Saturday, March 20, 2010

A Different Twist on an Old Theme

I have always been a fan of spots on customs, like Jesse Lopez' metallic green '41 Ford with the Cadi grille.
Or Nick Metranga's 1940 Merc...

And even on the very famous customs like the Hirahota Merc and Moonglow.

But I wanted to do something a little different than these.  I was watching a Jimmy Stewart movie titled, Anatomy of a Murder.  And in that movie, he drove a 1950 Pontiac convertible.  He had a spotlight on the driver side door.  It was much more utilitarian then say an Appleton spot or a dummy spot.  First of all, after examining my A-pillar long and hard, I realized I would not be able to get a real, functioning spot through it.  And I couldn't bring myself to use metal screws to affix a fake spot to the car.  'Just couldn't do it.

So, Jimmy Stewart, being the custom car guru that he was, sent me on a journey to locate his spotlight.  The journey's first step brought me to the Internet Movie Car Database (  A car fanatic's derivation of the original human site listing all actors and the like involved in the movie industry,  In the vehicular version, you can type any car into the search engine and it will list the movies that car is in.  It is pretty in-depth, even listing cars that are just driving in the background.  So if you are watching a movie and you can't figure out what year, make, or model that car is, then check out this site.
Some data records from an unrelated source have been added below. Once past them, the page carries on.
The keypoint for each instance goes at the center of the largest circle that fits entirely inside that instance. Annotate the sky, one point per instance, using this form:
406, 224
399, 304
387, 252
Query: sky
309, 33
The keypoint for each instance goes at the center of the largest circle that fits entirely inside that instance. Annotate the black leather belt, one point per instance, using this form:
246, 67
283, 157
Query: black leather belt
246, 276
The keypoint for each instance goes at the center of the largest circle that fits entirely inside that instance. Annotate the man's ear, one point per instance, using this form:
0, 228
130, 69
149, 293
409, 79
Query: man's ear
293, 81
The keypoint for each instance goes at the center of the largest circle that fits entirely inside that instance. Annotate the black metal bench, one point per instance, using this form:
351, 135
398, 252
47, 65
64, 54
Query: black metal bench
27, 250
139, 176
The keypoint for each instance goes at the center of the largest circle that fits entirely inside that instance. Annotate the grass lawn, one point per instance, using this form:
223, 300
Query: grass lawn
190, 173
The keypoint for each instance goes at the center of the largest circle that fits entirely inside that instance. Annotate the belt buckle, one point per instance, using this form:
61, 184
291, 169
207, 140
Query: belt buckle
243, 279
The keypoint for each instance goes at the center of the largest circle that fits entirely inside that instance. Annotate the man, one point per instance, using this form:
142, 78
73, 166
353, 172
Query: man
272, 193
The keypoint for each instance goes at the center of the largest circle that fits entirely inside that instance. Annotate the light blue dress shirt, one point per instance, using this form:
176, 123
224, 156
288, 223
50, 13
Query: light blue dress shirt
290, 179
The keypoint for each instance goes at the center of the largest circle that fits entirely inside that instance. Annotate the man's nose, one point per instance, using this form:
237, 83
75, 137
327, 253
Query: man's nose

The site had a couple shots of the Pontiac that gave me a better look at my spotlight.

Even though I liked the spot and I liked the fact that I hadn't seen it on any other customs, the fact that it was on some old fogies car was a little unsettling.  But I have never really followed the crowd on anything else before, so I figured, why not?

THEN I bought the movie Hot Rod Girl.  Made in 1956, it is the classic story about hot rodders out killing themselves racing against each other, and the cop trying to get them to race in an organized, bracketed league, on a drag strip.  The title is actually a misnomer since there is no girl hot rodder except Lori Nelson taking her T-Bird down the strip in the opening credits.  It is a classic movie, I am glad I bought it, but FYI you can watch it free in its entirety HERE.

Anyway, the antagonist in the flick drives a 1950 Oldsmobile.  His ride is clean.  Its been nosed and decked, and lowered a little bit with a custom grille.  The motor has been hopped and it is really nice.  Then as I was looking over the car, there it spotlight/mirror.  In my mind it negated all of the dorkiness that Jimmy's car brought to the mirror.  And don't get me wrong, I am a huge Jimmy Stewart fan.  Here is the only shot of the car from

It is difficult to see the spotlight, but trust me, its there. So I started looking on eBay and found out they were pretty expensive. They were going for $150.00 or more for ones in decent shape. I started watching one that claimed it was for the passenger side door. I examined the photos pretty intently, had the seller send me additional pictures focusing on the mirror side. I knew that would tell me what side of the car it was made for. It turned out he didn't know what he had, and fortunately no one else read past the "passenger side" title and I walked with it for $40.00.

Another great eBay purchase was this J.C. Whitney & Company Automotive Accessories catalog.  It was the best $5.00 I have ever spent.  

This catalog from 1957 is 226 pages of custom car accessories. I have spent days drooling over page after page of these custom accesories that are no longer existent. As I was thumbing through the book for about the 10th time, I saw this advertisement:
And then, though it was a little different than the one I purchased, This was similar.  Pretty cool.

I get the car back in a week or so.  Going to get as much of it wired as I can get done.  My buddy Chris Parese is going to help me wire as much of it as we can.  I am clueless on wiring, especially when it comes to connecting 12v wiring harness to my 6v gauges.  The folks and I are going to try our hand at installing 4" lowering blocks and removing a leaf or two.